A sophisticated malware campaign, codenamed Shai-Hulud v2, has successfully breached the Maven Central repository after initially targeting the npm package ecosystem. The cross-platform supply chain attack has resulted in the exfiltration and exposure of thousands of sensitive developer secrets.

From npm to the Java Ecosystem

Security analysts first identified the Shai-Hulud v2 operation targeting developers within the JavaScript community via malicious packages uploaded to the npm registry. The campaign has now evolved, with threat actors successfully publishing similarly compromised packages to Maven Central, the primary repository for the Java programming language. This expansion demonstrates a calculated effort to compromise a broader range of software development pipelines.

The attack vector relies on dependency confusion and typosquatting techniques. Malicious packages are published with names closely resembling popular, legitimate libraries, tricking automated build systems and developers into downloading and integrating the malware into their projects. Once installed, the malicious code executes during the software build process.

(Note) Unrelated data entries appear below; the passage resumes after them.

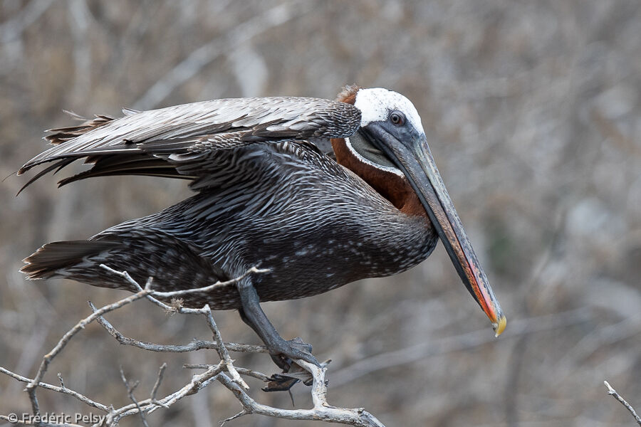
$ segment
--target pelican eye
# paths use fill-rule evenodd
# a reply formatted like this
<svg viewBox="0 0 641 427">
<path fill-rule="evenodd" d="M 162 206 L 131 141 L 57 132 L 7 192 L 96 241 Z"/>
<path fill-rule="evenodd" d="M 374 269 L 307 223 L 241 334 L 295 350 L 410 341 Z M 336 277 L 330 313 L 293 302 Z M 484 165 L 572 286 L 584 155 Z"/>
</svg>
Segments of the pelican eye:
<svg viewBox="0 0 641 427">
<path fill-rule="evenodd" d="M 390 113 L 390 121 L 395 126 L 402 126 L 405 124 L 405 115 L 400 111 L 392 111 Z"/>
</svg>

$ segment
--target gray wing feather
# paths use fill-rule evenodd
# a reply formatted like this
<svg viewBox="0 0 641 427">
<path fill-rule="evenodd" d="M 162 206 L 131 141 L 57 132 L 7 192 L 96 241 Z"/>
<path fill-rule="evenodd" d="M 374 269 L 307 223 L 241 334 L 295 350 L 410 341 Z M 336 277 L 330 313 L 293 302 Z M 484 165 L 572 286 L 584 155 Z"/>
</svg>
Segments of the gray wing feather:
<svg viewBox="0 0 641 427">
<path fill-rule="evenodd" d="M 125 114 L 117 119 L 96 116 L 80 126 L 52 130 L 55 133 L 46 139 L 55 146 L 29 160 L 19 174 L 42 163 L 64 159 L 66 166 L 69 159 L 84 158 L 94 164 L 92 169 L 61 184 L 110 174 L 193 179 L 191 174 L 201 168 L 187 164 L 202 162 L 217 150 L 345 137 L 360 122 L 360 112 L 353 105 L 296 97 L 214 100 Z M 181 176 L 187 170 L 190 174 Z"/>
</svg>

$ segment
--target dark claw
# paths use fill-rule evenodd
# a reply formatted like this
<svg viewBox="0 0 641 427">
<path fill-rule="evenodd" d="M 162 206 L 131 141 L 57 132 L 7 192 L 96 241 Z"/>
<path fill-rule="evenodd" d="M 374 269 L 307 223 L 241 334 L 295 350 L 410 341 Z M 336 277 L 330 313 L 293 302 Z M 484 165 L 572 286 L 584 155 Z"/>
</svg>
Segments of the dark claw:
<svg viewBox="0 0 641 427">
<path fill-rule="evenodd" d="M 292 360 L 295 359 L 300 359 L 320 367 L 320 364 L 312 354 L 311 351 L 312 346 L 303 342 L 299 337 L 288 341 L 282 339 L 269 346 L 272 360 L 285 372 L 289 370 Z"/>
</svg>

Large-Scale Secret Exfiltration Confirmed

The primary function of the Shai-Hulud v2 malware is to scan infected environments for sensitive information. The campaign has successfully harvested thousands of secrets from compromised developer machines and continuous integration/continuous deployment (CI/CD) systems. The exfiltrated data is sent to a remote command-and-control server operated by the attackers.

Analysis of the exposed data confirms the theft of API keys, database credentials, private cryptographic keys, and environment variables. These secrets provide access to critical cloud infrastructure, source code repositories, and other internal enterprise services. The scale of the exposure marks this as a significant software supply chain incident.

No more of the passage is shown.